The asteroid is called 163348 (2002 NN4); I'll call it NN4 for short. It's actually a rather interesting rock; it's what's called an Aten asteroid, meaning most of its orbit is closer to the Sun than the Earth, but is elliptical enough that the bit where the asteroid is farthest from the Sun brings it close to or even crossing Earth's orbit.

The orbit of the asteroid 2002 NN4 takes it closer to the Sun than Venus, and out almost as far as Mars. An impact with Earth is extremely unlikely for at least the next century, if not much more. Credit: NASA/JPL

Its orbit is slightly tilted with respect to ours (by about 5°), so in general even when it's closest to Earth an impact is pretty unlikely. It will pass relatively close to the Earth on Saturday night/Sunday morning at 03:20 UTC (11:20PM Eastern US time) at a distance of just over 5 million kilometers.

That's a decent haul. It's well over a dozen times the distance of the Moon. So this is quite a clean miss, and there's nothing to worry about.

I'll note that it does meet the definition of a Potentially Hazardous Asteroid, one that's larger than 140 meters in size that gets within 7.5 million kilometers of Earth. But that just means that someday, perhaps not for a long, long time, it could pose an impact threat. However, its orbit is determined well enough to know that it won't get anywhere near Earth for a long time (the next closest pass is in 2070, when it gets to 1.5 million km from us; I'll note in 1965 it passed even closer, at about 1.1 million km).

So it's clearly not an issue, despite the headlines. While yes, it is technically heading toward us, it's not heading directly toward us, so that first headline is at best very misleading (and they got the velocity wrong; it'll pass us at 40,000 kph, which is 24,000 mph, so way faster than they said).

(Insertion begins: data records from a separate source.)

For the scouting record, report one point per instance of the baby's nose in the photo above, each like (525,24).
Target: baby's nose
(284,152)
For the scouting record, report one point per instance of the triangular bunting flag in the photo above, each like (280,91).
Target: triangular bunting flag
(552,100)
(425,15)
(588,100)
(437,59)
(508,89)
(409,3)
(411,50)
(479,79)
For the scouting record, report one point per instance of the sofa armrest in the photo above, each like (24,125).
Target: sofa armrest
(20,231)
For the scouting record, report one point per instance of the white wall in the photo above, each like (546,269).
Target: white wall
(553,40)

And there's no question it will zoom past us; there's no "may" involved. We understand orbital dynamics well enough to send spacecraft to these rocks, so we know its position and trajectory pretty well at this point. It'll miss.

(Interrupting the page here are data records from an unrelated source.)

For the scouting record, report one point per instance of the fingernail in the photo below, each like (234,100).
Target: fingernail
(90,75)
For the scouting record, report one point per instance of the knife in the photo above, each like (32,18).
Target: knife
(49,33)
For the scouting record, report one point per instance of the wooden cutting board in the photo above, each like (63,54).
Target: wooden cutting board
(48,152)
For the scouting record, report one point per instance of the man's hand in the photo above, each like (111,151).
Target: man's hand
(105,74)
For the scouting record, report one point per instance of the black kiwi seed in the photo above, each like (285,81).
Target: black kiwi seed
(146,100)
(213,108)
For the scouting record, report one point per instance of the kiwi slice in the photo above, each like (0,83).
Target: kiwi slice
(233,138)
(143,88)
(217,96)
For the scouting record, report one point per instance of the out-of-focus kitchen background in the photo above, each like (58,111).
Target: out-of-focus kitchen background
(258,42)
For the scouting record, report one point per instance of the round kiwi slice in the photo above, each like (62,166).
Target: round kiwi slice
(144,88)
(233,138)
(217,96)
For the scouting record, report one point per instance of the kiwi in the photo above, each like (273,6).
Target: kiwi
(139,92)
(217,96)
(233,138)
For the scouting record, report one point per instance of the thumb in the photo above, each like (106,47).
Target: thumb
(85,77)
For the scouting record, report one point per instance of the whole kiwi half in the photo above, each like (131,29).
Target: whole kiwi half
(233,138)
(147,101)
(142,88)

Another funny thing is its size. It's small enough to just be a dot in telescopes, so we can't directly measure its diameter. However, we know how far away it is, and how bright it appears; if we know how reflective it is, that tells us its size (a highly reflective object will be bright even if it's small, but a darker object has be much bigger to be that bright). The size range listed in the tabloid articles is 250–570 meters in diameter, which represents a reflectivity of 30% down to 5%; most asteroids are dark, so the larger size is more likely.

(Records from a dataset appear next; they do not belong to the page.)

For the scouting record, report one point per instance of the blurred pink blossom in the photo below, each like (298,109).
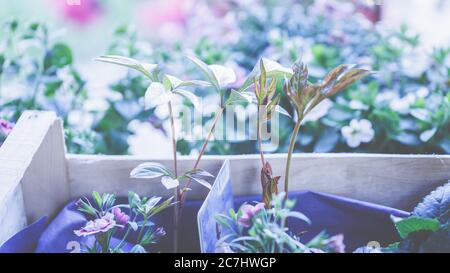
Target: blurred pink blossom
(5,127)
(79,11)
(158,13)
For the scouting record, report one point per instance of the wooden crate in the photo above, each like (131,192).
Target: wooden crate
(38,177)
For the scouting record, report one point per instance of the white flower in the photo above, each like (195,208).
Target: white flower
(357,132)
(224,75)
(274,68)
(169,182)
(400,105)
(319,111)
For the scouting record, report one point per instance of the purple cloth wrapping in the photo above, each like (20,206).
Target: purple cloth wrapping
(26,240)
(360,222)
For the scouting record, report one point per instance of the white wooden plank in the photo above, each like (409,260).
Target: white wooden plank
(111,174)
(33,177)
(399,181)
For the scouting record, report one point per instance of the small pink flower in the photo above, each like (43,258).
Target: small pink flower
(79,11)
(6,127)
(98,225)
(248,211)
(121,217)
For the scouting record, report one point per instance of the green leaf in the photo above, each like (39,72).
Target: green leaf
(138,249)
(206,71)
(98,199)
(239,98)
(150,170)
(273,70)
(58,56)
(144,68)
(176,83)
(191,97)
(435,205)
(414,224)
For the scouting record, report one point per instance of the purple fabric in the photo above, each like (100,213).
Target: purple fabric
(360,222)
(26,240)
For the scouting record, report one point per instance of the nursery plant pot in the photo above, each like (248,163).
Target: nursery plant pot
(33,160)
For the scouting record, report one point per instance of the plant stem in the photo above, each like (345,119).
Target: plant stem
(290,152)
(141,232)
(177,190)
(202,151)
(261,152)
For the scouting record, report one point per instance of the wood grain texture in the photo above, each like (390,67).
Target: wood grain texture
(37,177)
(399,181)
(33,177)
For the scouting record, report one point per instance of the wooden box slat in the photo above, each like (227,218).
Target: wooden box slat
(37,177)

Dr. Amy Mainzer, of NASA's NEOWISE mission, describes how asteroids are found in the infrared.

There's a better way to get asteroids sizes, though, and that's to look in the thermal infrared, where an asteroid's brightness is a product of its temperature. This has the advantage of not needing to know how reflective it is, so the asteroid's size can be directly calculated. I found a paper that actually listed this for NN4*, and they have it as 735 meters across.

The asteroid 1288 Santa (1933 QM) glows red in the image from NASA’s WISE observatory. Is the color due to a reindeer’s nose, or perhaps a hat? No, it’s just the way the asteroid emits infrared light. The asteroid’s motion makes it appear as a series of dots in this composite mosaic of multiple images. Credit: NASA/WISE/Amy Mainzer

That's pretty big, and ironically way bigger than the breathless tabloid articles state. Heh.

But it doesn't matter here, because it'll miss us by millions of kilometers either way.

The lesson here is don't get your news from tabloids. They're in the business of selling clicks. I'm in the business of communicating science, which means I endeavor to be as accurate as I can. And in this case, I can accurately communicate that when it comes to this asteroid, for now and for the foreseeable future, the sky is not falling.


*The paper gives the physical characteristics of 170 near-Earth asteroids in a table you have to look at online; they use the designation G3348 for the NN4.